Large language model performance in ophthalmic patient education: Amblyopia and age-related macular degeneration
Poster Presentation 23.476: Saturday, May 16, 2026, 8:30 am – 12:30 pm, Pavilion
Session: Action: Miscellaneous
Schedule of Events | Search Abstracts | Symposia | Talk Sessions | Poster Sessions
Sunwoo Kwon1,2,3, Artashes Yeritsyan2, Dennis Levi2,3,4; 1Exponent, 2Herbert Wertheim School of Optometry and Vision Science, 3Center for Innovation in Vision and Optics, 4Helen Wills Neuroscience Institute
Artificial intelligence (AI) chatbots are increasingly used for patient education, with 22% of Americans reporting seeking health advice from these tools. However, the reliability of chatbot-generated ophthalmic information remains unclear. We conducted a multi-condition evaluation of chatbot responses to patient-focused questions across two prevalent vision and visual-system disorders: amblyopia and age-related macular degeneration (AMD). We assessed the accuracy, comprehensiveness, and readability of these chatbot responses in comparison to the American Academy of Ophthalmology (AAO) and the American Optometric Association (AOA) patient materials.

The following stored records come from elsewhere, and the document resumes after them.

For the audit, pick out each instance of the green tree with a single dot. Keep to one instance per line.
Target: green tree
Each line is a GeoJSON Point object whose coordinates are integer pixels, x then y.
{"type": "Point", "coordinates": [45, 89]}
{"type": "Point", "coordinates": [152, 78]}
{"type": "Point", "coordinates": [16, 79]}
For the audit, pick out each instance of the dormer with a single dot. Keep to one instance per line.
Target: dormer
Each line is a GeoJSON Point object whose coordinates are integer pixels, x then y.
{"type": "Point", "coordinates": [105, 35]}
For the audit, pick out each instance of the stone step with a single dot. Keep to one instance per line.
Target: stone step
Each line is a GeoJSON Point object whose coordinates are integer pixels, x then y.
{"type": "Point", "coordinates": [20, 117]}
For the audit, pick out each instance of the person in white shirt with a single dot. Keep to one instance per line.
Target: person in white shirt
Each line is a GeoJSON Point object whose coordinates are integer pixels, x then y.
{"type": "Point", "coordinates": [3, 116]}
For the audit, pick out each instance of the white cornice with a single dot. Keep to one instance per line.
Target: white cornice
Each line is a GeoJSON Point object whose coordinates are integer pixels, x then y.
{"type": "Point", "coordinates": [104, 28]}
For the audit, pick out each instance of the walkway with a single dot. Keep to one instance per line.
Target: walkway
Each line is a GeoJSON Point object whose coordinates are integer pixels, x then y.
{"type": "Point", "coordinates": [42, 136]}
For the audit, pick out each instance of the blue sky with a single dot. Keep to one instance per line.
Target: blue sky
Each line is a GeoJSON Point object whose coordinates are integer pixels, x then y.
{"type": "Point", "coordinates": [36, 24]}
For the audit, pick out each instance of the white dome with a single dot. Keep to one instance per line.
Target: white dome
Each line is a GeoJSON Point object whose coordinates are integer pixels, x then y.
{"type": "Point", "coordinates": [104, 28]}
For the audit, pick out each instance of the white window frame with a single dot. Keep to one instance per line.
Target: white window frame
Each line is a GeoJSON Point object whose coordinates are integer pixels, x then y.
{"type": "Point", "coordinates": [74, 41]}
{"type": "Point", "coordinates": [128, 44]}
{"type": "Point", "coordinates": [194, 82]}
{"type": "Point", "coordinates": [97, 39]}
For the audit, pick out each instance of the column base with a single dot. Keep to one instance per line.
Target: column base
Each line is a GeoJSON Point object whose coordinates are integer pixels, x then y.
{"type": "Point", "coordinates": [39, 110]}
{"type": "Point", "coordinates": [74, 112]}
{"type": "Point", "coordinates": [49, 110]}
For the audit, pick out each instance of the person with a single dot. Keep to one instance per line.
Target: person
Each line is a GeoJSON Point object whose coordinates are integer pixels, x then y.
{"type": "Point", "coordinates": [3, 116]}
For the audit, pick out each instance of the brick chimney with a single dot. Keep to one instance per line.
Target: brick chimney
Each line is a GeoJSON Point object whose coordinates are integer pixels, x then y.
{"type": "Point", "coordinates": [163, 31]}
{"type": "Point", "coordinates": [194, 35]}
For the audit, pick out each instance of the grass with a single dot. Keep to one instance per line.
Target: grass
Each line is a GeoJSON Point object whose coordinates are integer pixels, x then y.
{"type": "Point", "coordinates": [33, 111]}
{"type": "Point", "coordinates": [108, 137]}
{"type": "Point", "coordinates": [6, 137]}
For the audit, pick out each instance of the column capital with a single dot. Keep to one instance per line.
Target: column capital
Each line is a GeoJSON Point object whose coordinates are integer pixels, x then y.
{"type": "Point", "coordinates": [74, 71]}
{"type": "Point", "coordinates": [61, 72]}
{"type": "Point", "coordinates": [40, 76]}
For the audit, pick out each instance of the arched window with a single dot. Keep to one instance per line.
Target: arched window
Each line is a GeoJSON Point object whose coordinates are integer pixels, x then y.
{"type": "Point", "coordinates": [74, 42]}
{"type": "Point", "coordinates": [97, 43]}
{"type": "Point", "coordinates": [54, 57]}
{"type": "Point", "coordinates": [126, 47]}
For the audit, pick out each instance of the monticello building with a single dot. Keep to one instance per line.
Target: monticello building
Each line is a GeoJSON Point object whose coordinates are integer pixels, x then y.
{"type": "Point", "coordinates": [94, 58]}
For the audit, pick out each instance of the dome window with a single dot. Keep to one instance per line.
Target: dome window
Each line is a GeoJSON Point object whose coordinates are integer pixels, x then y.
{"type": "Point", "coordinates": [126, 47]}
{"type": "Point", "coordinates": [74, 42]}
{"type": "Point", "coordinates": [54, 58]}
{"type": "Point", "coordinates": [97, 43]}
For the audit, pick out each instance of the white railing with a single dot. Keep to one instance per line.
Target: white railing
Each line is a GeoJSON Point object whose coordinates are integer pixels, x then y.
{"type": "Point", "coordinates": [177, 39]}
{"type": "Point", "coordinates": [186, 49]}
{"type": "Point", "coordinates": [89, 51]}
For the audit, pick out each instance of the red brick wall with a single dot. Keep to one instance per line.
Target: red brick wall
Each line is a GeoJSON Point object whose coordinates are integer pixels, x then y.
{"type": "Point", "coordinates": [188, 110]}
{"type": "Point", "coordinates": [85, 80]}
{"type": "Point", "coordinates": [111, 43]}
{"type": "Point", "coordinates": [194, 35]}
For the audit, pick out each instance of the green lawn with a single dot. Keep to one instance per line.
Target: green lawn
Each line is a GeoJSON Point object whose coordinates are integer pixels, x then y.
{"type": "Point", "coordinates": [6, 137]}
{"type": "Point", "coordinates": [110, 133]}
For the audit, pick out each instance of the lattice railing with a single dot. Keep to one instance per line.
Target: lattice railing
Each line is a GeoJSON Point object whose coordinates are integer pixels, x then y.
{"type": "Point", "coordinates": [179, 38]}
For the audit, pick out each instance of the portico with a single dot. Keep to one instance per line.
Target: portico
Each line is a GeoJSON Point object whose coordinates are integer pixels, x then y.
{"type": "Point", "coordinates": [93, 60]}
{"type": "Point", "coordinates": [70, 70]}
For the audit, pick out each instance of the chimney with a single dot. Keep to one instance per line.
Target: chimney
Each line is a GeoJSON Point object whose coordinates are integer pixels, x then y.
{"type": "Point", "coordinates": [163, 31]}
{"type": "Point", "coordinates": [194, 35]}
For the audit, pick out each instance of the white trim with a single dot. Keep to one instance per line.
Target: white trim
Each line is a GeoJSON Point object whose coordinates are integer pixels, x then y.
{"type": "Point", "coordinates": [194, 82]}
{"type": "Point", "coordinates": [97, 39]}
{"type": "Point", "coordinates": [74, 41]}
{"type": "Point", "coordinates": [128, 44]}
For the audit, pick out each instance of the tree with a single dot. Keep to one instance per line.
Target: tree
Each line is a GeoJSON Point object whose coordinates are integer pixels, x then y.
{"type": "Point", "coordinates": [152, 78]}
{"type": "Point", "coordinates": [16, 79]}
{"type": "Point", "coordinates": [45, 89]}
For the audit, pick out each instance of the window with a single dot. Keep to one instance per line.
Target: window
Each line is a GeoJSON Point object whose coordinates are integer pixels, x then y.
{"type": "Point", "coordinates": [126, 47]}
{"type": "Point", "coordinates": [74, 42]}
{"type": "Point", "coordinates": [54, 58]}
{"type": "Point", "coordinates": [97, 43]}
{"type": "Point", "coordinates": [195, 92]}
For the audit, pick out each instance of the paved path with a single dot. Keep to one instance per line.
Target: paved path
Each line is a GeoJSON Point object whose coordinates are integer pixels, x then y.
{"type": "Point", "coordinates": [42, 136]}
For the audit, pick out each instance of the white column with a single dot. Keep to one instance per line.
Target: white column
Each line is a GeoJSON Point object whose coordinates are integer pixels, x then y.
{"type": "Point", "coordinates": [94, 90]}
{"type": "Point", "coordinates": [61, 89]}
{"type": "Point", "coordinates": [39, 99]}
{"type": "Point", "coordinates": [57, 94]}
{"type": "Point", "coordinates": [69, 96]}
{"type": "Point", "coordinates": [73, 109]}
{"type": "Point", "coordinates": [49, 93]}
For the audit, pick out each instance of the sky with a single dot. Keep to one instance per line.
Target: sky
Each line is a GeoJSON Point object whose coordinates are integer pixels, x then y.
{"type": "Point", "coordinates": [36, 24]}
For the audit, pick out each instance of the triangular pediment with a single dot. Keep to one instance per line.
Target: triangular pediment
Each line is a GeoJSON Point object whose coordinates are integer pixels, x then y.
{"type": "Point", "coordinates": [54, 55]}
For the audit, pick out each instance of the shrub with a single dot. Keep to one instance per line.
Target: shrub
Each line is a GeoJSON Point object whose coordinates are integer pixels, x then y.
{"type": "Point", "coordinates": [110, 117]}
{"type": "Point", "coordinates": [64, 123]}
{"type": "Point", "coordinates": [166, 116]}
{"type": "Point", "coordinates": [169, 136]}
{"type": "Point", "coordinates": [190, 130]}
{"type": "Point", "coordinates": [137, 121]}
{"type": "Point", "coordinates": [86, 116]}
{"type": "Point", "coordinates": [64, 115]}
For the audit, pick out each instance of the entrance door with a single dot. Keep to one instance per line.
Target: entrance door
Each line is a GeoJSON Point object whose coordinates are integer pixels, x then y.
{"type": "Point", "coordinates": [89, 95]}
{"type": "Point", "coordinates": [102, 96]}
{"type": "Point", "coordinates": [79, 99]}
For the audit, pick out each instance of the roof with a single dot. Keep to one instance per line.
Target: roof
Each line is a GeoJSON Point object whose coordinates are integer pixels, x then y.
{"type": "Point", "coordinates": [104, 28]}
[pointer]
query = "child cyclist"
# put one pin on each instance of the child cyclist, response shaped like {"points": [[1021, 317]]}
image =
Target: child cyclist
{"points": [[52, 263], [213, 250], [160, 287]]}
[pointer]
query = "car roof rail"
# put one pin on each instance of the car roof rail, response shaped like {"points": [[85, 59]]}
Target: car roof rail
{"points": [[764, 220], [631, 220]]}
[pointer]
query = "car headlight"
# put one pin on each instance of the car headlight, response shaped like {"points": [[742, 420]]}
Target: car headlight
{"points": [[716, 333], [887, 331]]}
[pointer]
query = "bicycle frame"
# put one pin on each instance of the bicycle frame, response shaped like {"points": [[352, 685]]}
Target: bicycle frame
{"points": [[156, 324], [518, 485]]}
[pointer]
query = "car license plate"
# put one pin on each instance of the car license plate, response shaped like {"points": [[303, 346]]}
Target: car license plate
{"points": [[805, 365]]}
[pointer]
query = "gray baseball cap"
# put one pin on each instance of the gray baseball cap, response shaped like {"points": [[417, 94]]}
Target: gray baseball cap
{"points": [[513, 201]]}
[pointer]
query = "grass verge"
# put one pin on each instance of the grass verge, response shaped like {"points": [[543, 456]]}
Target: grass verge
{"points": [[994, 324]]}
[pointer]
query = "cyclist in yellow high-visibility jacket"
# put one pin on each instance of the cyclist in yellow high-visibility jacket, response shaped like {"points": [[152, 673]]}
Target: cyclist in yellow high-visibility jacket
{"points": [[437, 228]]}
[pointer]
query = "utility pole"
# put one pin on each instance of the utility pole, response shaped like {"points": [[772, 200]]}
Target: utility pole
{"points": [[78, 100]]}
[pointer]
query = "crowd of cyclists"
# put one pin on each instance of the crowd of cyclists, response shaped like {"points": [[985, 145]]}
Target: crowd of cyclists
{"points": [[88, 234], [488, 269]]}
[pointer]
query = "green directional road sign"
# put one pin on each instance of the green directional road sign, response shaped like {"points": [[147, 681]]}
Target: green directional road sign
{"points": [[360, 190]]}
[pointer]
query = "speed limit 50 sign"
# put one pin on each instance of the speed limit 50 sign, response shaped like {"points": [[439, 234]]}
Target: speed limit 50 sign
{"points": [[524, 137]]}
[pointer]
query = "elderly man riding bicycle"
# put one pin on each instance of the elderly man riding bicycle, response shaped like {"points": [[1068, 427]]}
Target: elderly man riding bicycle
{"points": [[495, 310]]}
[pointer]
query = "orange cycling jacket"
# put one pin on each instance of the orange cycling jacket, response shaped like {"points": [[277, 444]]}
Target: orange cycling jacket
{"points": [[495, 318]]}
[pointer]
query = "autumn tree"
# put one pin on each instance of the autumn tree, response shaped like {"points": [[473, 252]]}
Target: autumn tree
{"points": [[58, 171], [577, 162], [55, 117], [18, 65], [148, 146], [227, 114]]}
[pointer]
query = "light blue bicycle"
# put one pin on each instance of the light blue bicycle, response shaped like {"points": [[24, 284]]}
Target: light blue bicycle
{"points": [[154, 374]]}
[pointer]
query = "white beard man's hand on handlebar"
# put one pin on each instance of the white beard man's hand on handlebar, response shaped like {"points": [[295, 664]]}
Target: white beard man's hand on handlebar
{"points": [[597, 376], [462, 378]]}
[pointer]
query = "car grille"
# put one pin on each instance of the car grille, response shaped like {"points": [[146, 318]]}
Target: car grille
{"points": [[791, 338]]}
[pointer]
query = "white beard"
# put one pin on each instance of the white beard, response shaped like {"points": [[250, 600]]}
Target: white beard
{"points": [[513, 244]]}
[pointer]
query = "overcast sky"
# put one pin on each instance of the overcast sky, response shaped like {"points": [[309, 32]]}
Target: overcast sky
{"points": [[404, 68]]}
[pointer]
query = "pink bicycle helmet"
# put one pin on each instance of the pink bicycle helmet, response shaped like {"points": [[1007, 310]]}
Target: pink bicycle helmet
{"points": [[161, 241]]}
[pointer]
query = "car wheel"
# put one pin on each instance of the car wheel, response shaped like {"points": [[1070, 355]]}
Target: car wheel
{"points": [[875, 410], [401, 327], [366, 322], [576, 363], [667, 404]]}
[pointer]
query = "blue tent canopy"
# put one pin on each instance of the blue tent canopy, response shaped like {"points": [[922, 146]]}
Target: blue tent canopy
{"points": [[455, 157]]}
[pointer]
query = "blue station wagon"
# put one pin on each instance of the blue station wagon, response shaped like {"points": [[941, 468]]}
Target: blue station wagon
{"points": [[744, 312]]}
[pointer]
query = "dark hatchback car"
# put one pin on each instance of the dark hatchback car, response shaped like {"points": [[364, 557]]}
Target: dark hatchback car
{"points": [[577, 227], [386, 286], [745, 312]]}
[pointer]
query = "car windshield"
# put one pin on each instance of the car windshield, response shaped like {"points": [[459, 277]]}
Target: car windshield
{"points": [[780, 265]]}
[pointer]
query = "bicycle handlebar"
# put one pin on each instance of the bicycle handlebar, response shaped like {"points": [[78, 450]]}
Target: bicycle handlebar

Two condition-specific question sets were constructed from AAO/AOA patient brochures: 21 amblyopia questions and 12 AMD questions. Each question was entered twice into six publicly available AI chatbots (ChatGPT-3.5, ChatGPT-4, Gemini, Meta AI, Snap AI, and Copilot), generating 252 amblyopia and 144 AMD chatbot responses. Using a 5-point Likert scale, amblyopia responses were rated by three optometrists with expertise in amblyopia while AMD responses were rated by five optometrists with expertise in retinal disease. Accuracy and comprehensiveness were analyzed using the Friedman and post hoc Wilcoxon signed-rank tests, while readability was analyzed using ANOVA and post hoc TukeyHSD tests. Due to differences in question sets and raters, datasets were analyzed independently and synthesized qualitatively. Across both ocular conditions, GPT-3.5, GPT-4, Copilot, and Gemini consistently produced more accurate and comprehensive responses than Meta AI, Snap AI, and AAO/AOA brochures. With the exception of Copilot, all AI chatbots produced significantly harder-to-read texts than AAO/AOA patient brochures for both ocular conditions. Our results demonstrate that across two ophthalmic conditions, AI chatbots, particularly GPT-3.5, GPT-4, Copilot, and Gemini, outperformed AAO/AOA materials in accuracy and comprehensiveness but displayed persistent readability challenges. Collectively, these findings delineate both the emerging capabilities and current limitations of AI systems in ophthalmic patient education.